Глэн не знал, почему люди созданы такими, каковы есть. У него даже не возникало подобных вопросов. Люди лишь часть Потока, и все, что происходит с ними, суть одно из состояний воды. Клин не знал песен Цикла Потока, но, похоже, пытался прислушаться.

— На Архипелаге мы считаем, что человек сам волен выбирать, какие чувства слушать. Кто-то верит страху, и становится боязливым. Кто-то идет за счастьем, и глух к страданиям других людей. Нет ответа тому, как вести себя, чтобы быть во всем правым. Все это части одной стихии. Как вода — она бывает клубящимся облаком и грозным штормом, застывшим льдом и сносящей все на своем пути горной лавиной. И ты тоже часть Потока, Клин, в тебе тоже есть грусть и радость, сомнение и страх.

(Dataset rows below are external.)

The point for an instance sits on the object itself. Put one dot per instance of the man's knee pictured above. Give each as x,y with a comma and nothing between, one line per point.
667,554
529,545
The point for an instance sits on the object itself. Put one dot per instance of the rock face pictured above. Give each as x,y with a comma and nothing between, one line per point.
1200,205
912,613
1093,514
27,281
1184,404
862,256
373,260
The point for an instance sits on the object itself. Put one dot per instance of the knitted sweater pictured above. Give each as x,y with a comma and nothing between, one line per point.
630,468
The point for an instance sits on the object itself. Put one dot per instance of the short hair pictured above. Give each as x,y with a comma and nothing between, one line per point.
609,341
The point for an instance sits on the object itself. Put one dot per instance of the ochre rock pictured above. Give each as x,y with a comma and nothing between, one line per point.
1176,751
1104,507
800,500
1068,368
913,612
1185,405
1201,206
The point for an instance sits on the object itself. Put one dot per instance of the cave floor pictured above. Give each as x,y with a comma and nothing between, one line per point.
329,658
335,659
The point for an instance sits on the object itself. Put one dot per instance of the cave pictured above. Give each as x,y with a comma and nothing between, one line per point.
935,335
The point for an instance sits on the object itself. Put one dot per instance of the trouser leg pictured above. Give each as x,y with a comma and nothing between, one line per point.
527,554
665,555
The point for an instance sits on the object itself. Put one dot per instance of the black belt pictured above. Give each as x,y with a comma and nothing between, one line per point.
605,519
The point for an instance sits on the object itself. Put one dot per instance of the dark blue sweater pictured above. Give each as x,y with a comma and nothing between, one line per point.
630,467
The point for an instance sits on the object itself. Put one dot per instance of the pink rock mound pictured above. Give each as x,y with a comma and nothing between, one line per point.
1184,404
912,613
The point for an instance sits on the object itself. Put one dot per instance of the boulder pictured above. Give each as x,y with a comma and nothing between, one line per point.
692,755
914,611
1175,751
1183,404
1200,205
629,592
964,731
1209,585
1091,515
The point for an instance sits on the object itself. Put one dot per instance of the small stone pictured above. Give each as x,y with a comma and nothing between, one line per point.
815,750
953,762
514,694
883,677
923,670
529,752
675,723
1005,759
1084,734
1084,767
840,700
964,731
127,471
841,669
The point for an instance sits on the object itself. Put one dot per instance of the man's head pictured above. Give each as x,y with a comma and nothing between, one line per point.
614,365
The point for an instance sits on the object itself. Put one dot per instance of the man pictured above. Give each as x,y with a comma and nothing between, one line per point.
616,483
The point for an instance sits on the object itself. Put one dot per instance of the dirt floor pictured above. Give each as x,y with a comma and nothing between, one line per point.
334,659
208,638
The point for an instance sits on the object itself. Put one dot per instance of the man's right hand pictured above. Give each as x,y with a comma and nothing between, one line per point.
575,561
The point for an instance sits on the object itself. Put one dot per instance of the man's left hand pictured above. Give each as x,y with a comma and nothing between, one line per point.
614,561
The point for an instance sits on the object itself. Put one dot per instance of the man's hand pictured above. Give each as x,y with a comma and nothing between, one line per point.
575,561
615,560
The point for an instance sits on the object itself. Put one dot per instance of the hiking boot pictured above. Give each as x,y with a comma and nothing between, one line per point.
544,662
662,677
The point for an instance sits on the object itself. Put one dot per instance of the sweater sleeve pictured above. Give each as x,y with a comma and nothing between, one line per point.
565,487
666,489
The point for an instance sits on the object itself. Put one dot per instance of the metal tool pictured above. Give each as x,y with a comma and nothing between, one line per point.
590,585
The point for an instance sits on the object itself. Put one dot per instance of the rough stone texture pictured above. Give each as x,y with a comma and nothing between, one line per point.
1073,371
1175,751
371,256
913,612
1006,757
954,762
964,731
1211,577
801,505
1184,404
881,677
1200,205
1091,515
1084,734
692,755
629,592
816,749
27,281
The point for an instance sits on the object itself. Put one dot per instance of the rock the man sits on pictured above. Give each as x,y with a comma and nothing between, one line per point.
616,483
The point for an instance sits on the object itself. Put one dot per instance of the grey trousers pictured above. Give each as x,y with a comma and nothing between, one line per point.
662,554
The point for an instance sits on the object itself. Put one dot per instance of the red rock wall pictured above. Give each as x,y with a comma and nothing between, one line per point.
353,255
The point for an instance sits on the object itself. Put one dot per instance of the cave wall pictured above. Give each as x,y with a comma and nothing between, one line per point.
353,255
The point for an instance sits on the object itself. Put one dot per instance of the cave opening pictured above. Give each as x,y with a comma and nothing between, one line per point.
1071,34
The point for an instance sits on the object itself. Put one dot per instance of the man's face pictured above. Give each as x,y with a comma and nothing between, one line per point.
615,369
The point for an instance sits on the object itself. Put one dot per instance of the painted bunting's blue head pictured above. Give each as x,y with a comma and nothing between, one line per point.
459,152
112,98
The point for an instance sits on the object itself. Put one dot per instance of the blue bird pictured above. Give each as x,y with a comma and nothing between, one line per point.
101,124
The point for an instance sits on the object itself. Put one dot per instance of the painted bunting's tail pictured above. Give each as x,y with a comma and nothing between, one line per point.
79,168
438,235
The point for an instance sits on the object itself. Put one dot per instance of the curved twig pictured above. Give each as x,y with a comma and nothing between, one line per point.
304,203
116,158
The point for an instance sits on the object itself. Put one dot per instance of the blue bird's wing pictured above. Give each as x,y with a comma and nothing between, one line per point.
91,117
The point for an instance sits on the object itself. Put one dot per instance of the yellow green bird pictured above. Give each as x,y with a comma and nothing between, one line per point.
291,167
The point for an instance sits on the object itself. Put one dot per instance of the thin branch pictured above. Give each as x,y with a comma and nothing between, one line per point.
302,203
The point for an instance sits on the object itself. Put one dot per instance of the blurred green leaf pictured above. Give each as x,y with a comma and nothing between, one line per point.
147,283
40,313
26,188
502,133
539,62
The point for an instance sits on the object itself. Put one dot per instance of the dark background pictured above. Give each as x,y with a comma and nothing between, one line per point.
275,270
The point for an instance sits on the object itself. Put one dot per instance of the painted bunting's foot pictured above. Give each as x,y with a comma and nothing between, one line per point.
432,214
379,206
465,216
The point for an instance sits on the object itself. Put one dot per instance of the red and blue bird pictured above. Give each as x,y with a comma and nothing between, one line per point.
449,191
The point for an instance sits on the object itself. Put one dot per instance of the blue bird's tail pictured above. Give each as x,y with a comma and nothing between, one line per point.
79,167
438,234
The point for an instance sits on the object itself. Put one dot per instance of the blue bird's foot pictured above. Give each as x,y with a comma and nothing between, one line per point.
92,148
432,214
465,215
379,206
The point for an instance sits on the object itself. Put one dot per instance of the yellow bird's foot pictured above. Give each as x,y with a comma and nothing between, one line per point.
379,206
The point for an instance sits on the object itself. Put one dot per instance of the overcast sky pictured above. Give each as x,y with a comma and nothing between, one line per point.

— Я никогда не чувствовал страх.

Глэн задумался, каково это. Ему было очень страшно, когда его речей оказалось недостаточно перед лицом стражников, и пришлось силой защищать Аштанар и Магуи.

— Страх указывает путь там, где нет света. Он придает сил и помогает увидеть правду.

— Я прекрасно могу все это, не чувствуя страха.

— Все люди чувствуют, Клин. Почему ты — нет?

Кто и как бы не поиздевался над парнем, что он стал таким, одну очень редкую вещь он умел хорошо. Он не злился на тех, кто говорил ему что-то полезное.

— Ну, у вас пока что нет единого мнения на этот счет. Ты вот считаешь, это потому, что я — лживое бессовестное чудовище. Эзобериен — потому что меня так научили в специальной школе. Ян показывает, что он мне не враг, но я могу стать для вас таковым. А по мне, то, что я не боюсь, очень помогает выживать там, в моем мире, к которому вы, похоже, совсем не имеете отношения.